After years of crisis, the EU is well aware of the flaws in the eurozone and European foreign policy. But it’s lacking the strength to fix them, writes guest contributor Martin Winter.

Deutschland EZB Euro Logo in Frankfurt
Image: Getty Images/AFP/D. Roland

The European Union has six difficult years behind it. But the coming years won't be any easier. The crisis doesn't mean the end of the idea of a peaceful European partnership, but it has certainly dispelled more than one European illusion.

The years of the financial and debt crises were both instructive and very bitter. Instructive, because they revealed the flaws in the political construction that, after the end of the Cold War, led the EU down the exuberant path of believing it was destined to be the new world power. Bitter, because they brought with them the realization that the member states lack the strength to fix these flaws.

Neither of the two big plans - meant to strengthen the EU to the outside and bind it closer together on the inside - had the desired effect. Just the opposite. The euro has brought not more political integration, but instead growing disintegration. Trust and solidarity have given way to distrust and old stereotypes. And the common foreign and security policy is still just a shadow of what the visionaries had hoped for.

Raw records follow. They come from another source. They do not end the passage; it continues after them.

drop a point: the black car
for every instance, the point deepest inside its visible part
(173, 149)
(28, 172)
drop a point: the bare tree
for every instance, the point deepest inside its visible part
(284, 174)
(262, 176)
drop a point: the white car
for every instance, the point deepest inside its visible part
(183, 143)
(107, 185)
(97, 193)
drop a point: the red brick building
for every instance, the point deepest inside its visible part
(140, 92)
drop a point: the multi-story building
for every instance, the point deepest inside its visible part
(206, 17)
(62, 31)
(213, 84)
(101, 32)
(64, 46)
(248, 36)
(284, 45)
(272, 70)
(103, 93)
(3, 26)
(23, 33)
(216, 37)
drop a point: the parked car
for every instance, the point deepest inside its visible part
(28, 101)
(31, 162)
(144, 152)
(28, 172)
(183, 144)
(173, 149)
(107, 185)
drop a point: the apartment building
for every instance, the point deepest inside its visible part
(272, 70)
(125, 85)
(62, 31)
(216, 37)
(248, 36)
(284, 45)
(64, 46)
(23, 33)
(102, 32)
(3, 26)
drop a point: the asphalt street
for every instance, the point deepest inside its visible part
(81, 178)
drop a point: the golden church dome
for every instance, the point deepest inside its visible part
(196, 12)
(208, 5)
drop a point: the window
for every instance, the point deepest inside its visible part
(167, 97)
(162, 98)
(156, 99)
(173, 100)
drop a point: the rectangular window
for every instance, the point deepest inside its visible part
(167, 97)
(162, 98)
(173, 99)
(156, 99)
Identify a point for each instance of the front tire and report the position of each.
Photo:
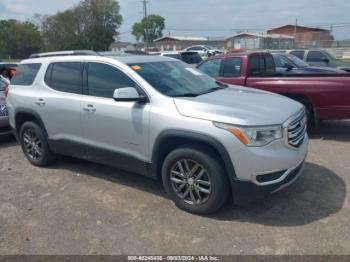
(195, 179)
(34, 144)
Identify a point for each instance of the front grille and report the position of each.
(297, 129)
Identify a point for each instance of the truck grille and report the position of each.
(297, 130)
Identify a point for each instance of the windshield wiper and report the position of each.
(221, 84)
(187, 95)
(213, 89)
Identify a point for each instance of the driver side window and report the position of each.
(103, 80)
(315, 56)
(211, 67)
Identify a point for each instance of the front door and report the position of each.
(115, 133)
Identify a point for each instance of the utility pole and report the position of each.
(295, 31)
(145, 2)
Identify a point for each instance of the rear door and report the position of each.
(116, 133)
(262, 74)
(59, 106)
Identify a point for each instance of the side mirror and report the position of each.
(325, 59)
(128, 94)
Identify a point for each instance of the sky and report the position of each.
(208, 17)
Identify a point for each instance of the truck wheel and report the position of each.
(195, 180)
(34, 145)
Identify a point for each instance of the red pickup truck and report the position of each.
(326, 96)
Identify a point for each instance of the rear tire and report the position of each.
(34, 144)
(195, 179)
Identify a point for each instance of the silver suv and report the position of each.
(4, 119)
(159, 117)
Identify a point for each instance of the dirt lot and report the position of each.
(76, 207)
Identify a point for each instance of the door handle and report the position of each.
(40, 102)
(89, 108)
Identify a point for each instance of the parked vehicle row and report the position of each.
(290, 64)
(318, 57)
(326, 96)
(161, 118)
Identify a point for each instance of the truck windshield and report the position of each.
(297, 61)
(174, 79)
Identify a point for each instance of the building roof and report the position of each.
(260, 35)
(221, 38)
(182, 38)
(299, 26)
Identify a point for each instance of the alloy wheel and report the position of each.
(190, 181)
(32, 144)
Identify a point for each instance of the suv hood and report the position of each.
(239, 106)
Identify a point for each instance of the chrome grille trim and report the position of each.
(295, 129)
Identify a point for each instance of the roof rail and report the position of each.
(65, 53)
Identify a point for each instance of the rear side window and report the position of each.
(261, 65)
(103, 80)
(65, 77)
(191, 58)
(232, 67)
(26, 74)
(211, 67)
(315, 56)
(176, 56)
(299, 54)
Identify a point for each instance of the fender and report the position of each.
(22, 110)
(195, 137)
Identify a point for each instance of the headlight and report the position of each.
(254, 136)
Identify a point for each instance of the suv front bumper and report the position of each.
(246, 192)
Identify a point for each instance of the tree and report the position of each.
(18, 39)
(150, 28)
(92, 24)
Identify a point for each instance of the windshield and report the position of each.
(191, 58)
(174, 79)
(297, 61)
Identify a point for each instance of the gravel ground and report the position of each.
(77, 207)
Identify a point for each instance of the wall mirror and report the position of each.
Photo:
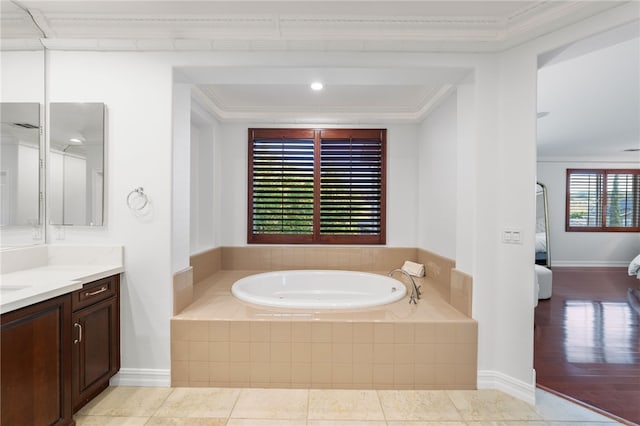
(19, 164)
(543, 253)
(76, 163)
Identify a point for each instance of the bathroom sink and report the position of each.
(11, 288)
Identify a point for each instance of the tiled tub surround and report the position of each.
(220, 341)
(454, 286)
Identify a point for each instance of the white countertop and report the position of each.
(35, 284)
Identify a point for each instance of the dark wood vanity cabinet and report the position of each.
(36, 364)
(95, 338)
(58, 354)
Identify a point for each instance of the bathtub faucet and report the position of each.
(415, 291)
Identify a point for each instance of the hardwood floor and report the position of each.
(587, 340)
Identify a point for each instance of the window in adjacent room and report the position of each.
(606, 200)
(317, 186)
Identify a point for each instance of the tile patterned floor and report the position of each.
(123, 406)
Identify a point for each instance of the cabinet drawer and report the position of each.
(94, 292)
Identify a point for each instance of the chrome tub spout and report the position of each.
(415, 291)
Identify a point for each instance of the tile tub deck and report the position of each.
(220, 341)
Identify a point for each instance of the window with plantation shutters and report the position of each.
(603, 200)
(317, 186)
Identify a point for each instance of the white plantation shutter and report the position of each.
(603, 200)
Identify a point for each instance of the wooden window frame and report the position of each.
(316, 236)
(602, 205)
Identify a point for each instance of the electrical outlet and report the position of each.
(512, 236)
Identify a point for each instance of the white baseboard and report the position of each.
(142, 377)
(589, 264)
(488, 379)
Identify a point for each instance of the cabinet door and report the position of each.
(96, 349)
(36, 364)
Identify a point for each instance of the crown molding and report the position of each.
(332, 116)
(338, 29)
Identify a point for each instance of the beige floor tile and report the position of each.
(199, 402)
(109, 421)
(418, 405)
(532, 423)
(271, 404)
(344, 405)
(266, 422)
(185, 421)
(552, 407)
(346, 423)
(127, 401)
(427, 423)
(491, 405)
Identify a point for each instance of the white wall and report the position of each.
(204, 197)
(438, 155)
(582, 248)
(22, 80)
(137, 91)
(402, 175)
(496, 164)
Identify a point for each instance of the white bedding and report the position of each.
(634, 267)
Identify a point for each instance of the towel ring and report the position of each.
(137, 199)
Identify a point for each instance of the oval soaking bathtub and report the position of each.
(318, 289)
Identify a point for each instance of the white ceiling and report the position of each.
(366, 94)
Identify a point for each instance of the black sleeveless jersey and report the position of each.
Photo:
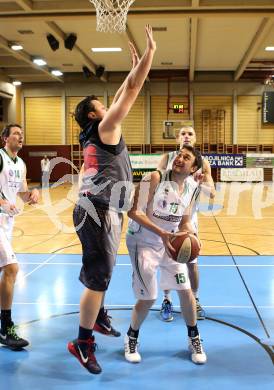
(107, 179)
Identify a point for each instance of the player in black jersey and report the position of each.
(107, 182)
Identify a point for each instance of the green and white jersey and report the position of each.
(166, 209)
(12, 176)
(194, 217)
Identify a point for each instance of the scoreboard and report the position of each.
(268, 107)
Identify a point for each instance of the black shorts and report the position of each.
(99, 245)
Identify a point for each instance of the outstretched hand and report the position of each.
(151, 44)
(199, 177)
(134, 55)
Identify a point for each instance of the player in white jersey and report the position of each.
(12, 183)
(161, 207)
(187, 136)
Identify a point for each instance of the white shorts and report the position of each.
(7, 255)
(146, 260)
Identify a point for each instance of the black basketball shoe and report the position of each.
(87, 359)
(10, 338)
(103, 324)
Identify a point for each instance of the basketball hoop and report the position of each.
(111, 15)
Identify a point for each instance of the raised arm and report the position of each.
(110, 126)
(208, 183)
(134, 60)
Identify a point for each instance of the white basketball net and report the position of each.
(111, 15)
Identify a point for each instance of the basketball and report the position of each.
(187, 247)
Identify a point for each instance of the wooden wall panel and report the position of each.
(43, 120)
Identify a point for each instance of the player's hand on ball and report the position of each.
(166, 236)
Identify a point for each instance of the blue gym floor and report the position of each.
(236, 292)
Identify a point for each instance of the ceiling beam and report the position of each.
(22, 55)
(54, 29)
(193, 46)
(258, 38)
(27, 5)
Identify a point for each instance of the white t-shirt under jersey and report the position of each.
(12, 176)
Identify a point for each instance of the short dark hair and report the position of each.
(82, 109)
(6, 131)
(198, 162)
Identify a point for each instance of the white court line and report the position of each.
(156, 306)
(127, 264)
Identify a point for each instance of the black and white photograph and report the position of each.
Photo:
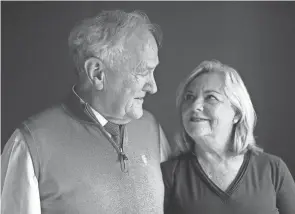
(147, 107)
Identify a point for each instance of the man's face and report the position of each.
(126, 86)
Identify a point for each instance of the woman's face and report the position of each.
(206, 111)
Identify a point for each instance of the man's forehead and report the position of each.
(142, 42)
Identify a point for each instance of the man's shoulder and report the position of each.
(147, 117)
(49, 115)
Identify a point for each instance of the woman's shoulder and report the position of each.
(267, 158)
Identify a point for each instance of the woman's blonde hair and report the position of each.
(236, 92)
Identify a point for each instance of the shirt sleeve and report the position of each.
(168, 168)
(165, 148)
(19, 185)
(285, 189)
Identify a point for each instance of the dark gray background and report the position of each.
(256, 38)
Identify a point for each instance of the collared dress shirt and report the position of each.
(19, 185)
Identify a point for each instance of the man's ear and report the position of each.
(95, 72)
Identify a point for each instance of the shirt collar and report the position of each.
(98, 116)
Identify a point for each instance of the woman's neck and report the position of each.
(212, 151)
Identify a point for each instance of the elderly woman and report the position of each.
(221, 169)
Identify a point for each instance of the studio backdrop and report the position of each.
(256, 38)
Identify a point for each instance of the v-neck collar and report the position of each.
(224, 195)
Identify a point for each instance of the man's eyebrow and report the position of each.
(152, 67)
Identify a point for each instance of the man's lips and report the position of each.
(198, 119)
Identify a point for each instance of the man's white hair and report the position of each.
(104, 35)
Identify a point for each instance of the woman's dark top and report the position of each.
(263, 185)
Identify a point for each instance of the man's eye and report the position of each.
(211, 97)
(188, 97)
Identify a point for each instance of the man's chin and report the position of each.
(136, 114)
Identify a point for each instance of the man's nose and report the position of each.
(151, 85)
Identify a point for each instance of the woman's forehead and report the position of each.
(207, 81)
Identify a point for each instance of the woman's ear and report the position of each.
(237, 118)
(95, 72)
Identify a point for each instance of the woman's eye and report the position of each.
(188, 97)
(211, 97)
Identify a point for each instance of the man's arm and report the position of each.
(19, 185)
(285, 189)
(165, 147)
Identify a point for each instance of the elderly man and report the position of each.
(98, 151)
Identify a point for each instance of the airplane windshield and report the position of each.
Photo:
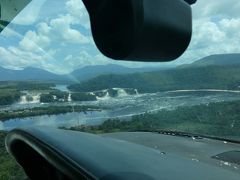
(52, 74)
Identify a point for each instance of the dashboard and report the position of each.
(48, 153)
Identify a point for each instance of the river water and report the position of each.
(123, 106)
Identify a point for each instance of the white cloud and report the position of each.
(1, 126)
(30, 14)
(77, 9)
(34, 42)
(62, 28)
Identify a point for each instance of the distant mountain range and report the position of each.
(89, 72)
(207, 73)
(28, 74)
(81, 74)
(216, 60)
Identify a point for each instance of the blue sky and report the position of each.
(55, 35)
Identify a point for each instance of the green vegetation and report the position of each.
(83, 97)
(29, 98)
(220, 119)
(210, 77)
(9, 96)
(38, 111)
(9, 169)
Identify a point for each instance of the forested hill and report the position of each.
(217, 59)
(206, 77)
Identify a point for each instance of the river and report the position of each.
(124, 107)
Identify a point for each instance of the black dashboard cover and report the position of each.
(49, 153)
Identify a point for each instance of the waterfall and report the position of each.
(107, 96)
(23, 100)
(36, 98)
(136, 91)
(69, 97)
(122, 92)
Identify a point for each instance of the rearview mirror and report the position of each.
(141, 30)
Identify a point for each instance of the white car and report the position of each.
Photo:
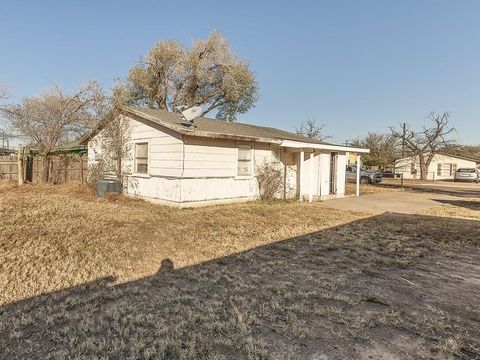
(467, 174)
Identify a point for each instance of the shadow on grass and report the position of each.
(459, 192)
(393, 285)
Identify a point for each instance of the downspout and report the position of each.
(183, 166)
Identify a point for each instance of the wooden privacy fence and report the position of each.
(63, 168)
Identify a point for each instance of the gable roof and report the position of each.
(204, 126)
(211, 128)
(445, 154)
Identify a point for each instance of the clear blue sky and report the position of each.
(354, 65)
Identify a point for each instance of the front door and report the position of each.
(333, 173)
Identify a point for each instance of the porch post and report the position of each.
(359, 164)
(310, 187)
(300, 170)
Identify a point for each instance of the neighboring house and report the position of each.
(214, 160)
(442, 167)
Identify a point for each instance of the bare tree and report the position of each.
(426, 143)
(312, 130)
(208, 74)
(383, 149)
(55, 118)
(470, 151)
(3, 92)
(115, 135)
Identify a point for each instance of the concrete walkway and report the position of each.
(410, 201)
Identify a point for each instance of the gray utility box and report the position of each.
(105, 186)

Instead of being surrounded by friends and partners, the EU once again finds itself - as Britain's The Economist wrote - in a ring of fire. Europe and Russia are again arming themselves against each other. There's war in Ukraine. Unrest rules the Caucasus. The wars in Syria and Iraq are threatening to drive the entire Middle East into the ground. The Arab Spring has devolved into an Autumn of Violence. Islamic State is expanding and becoming a potent threat to Europe.

Shattered illusion

Europe has become a patient in need of intensive care. The euro is limping along from one emergency operation to the next. When things get dicey on the foreign policy front, it's the big member states that again have to intervene. And they mostly act according to German, French or British interests. The EU is still digesting the political and financial consequences of its eastern and southern expansion. And the current refugee crisis has shown that every EU state is looking out for No.1. The illusion born in the 1990s - that a common currency would automatically bring with it a political union - has shattered.

The crisis did not just expose the EU's construction flaws, it also revealed how they might be fixed. But this is where Europe's dilemma begins. No member state is prepared to relinquish national sovereignty over economic, social, and security issues to a European central government in order to save the grand idea of the EU. The bloc has come a very long way since the first step toward its creation was taken in 1951. But the people are still not prepared to replace the current union of sovereign nations with a European federation.

Overly ambitious goals

The inability of politics and people to do what's necessary to save the EU does not come down to any individual failure of any one national leader. Rather, it is the result of the hubris of the early 1990s.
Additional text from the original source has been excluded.